The critique also cites "news abuse," the practice of covering actual events incompletely, leaving out the substantive in favor the entertaining, the emotionally maudlin, or the reinforcement of popular myths. An orgy of hero worship followed the death of Steve Jobs, making little mention of legendary CEO's tyrannical tendencies or his record of outsourcing high- tech jobs to China.
The analysis of censorship and propaganda techniques deepens in "Censorship Backfires," an outstanding chapter by Dutch scholar Dr.
Antoon De Baets. As the author of Responsible History, De Baets is well positioned to expose the common malpractice of self-censorship among historians. This often takes the form of refusing to shine a light into dark corners or even "systematic manipulation of historical facts," typically propelled by rewards from academe, foundations, or government. Over time, tacit historical taboos (or "memory holes") are enforced, especially when the subjects may be "embarrassing for reason of privacy, reputation, or legitimization of power and status." The contradictions in the official account of 9/11 provide one notable case in point. The "backfire," notes De Baets, comes when the "blank spots" in the record "provoke a stronger and almost obsessive interest in these issues" (pp. 225-32).
Closing out the analysis of censorship are Dr. Elliott D. Cohen's unsettling revelations, "The Information War: How Government Is Seeking Total Information Awareness." Dr.
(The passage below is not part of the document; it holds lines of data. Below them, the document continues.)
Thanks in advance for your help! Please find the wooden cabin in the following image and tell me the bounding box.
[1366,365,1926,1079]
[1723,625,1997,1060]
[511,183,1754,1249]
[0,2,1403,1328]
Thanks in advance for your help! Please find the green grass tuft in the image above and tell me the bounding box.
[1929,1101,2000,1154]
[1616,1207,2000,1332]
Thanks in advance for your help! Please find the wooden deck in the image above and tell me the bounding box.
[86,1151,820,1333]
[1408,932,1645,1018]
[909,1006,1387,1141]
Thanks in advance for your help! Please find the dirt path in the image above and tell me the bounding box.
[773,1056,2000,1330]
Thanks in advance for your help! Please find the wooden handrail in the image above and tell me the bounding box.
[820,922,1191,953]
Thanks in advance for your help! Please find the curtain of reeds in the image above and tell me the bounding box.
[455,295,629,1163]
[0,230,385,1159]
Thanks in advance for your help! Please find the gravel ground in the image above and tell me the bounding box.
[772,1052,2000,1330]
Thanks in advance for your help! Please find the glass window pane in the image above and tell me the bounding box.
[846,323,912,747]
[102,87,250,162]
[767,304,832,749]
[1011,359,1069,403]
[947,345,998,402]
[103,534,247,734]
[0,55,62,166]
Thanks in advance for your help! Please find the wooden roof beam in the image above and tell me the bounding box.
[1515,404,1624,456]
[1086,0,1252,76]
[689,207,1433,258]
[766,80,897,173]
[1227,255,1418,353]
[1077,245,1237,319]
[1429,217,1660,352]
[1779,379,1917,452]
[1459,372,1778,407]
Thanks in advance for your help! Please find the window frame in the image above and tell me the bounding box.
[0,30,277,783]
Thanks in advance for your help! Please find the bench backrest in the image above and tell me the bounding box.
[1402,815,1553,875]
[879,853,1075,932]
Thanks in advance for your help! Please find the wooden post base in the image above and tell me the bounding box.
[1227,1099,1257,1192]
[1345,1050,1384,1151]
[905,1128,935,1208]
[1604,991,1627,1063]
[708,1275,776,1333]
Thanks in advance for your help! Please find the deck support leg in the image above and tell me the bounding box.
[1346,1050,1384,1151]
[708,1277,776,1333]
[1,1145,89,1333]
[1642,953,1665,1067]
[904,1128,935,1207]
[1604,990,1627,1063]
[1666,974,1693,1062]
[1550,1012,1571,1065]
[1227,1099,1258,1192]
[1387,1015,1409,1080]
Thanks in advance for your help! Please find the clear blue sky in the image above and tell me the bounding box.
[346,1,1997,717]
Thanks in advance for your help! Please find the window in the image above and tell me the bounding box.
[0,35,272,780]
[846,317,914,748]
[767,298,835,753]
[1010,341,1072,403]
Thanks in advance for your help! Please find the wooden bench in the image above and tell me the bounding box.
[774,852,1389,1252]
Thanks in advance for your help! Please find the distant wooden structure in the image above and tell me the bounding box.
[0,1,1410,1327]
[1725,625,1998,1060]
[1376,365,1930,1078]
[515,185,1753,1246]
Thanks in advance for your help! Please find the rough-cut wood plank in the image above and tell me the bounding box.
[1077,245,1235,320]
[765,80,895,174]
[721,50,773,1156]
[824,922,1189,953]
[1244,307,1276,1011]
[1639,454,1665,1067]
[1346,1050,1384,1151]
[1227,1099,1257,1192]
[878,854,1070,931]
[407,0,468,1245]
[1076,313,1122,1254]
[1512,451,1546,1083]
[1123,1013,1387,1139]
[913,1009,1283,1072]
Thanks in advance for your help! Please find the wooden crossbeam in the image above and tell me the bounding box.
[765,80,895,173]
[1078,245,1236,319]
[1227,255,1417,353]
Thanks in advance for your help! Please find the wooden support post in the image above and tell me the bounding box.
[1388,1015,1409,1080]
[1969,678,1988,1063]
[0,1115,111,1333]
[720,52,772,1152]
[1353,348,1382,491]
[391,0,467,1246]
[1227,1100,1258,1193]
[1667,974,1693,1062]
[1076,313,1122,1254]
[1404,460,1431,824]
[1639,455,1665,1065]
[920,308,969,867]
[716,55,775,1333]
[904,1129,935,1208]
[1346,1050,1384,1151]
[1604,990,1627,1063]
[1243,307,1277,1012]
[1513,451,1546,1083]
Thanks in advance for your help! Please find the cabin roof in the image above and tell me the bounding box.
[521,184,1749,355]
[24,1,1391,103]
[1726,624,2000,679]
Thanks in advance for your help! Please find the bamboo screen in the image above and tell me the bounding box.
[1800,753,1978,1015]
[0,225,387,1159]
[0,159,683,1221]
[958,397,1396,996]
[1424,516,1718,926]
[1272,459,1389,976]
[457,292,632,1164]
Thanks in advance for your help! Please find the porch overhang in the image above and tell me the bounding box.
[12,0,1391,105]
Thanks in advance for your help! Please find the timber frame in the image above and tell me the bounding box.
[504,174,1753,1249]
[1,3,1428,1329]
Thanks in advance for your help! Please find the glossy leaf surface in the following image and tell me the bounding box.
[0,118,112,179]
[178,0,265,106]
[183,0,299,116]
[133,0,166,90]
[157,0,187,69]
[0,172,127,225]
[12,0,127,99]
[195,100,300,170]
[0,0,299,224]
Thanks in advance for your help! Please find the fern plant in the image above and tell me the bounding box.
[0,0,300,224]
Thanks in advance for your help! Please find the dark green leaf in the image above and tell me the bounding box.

Cohen points to a war waged for "the acquisition and control of the rich supply of information" . . . a "vigilant campaign by government, across borders, to ensure that no one has the franchise of knowledge except the highest echelons of national command and control." The war for privacy may not be lost, he tells us, but we'll need to fight for what remains. Recent disclosures about extensive FBI snooping into the personnel email of David Petraeus and Paula Broadwell surely underscore this point; yet this sinister development got lost beneath the titillating coverage of a sex scandal.
Moving to particular cases, readers also learn how de facto censorship occurs when alternative media outlets are run badly. Especially engaging to listeners of independent, listener-sponsored Pacifica Radio are the disclosures by Andrew Leslie Phillips, the Acting Manager of KPFA in Berkeley, California. Phillips sketches an unfortunate history of attempts to make the Pacifica network into a more liberal National Public Radio, dulling its critical edge and ultimately threatening its existence. One result, he reveals, is an "unwieldy and expensive governance structure" at the network level characterized by cronyism among "political diehards with little radio experience who have not done much to improve programming, revenue, or audience membership" (pp. 262-63).
Ample Focus on Hugely Important Issues
One of most substantive of these is "The Global 1 Percent Ruling Class Exposed" by Dr. Peter Phillips and Kimberly Soeiro of Sonoma State University. This chapter doesn't talk about the 1% in the abstract, however;
it names names. In the mining industry, the lens focuses on the pin stripers who run Freeport McRan; in the investment sector, it probes the board of Blackrock, Inc. The reader sees the ruling class sitting on these interlocked boards of directors as its members "arrange for payments to government officials, undermine labor organizations, manipulate the price of commodities (e.g. gold), or engage in insider trading . . . ." (pp. 251-52).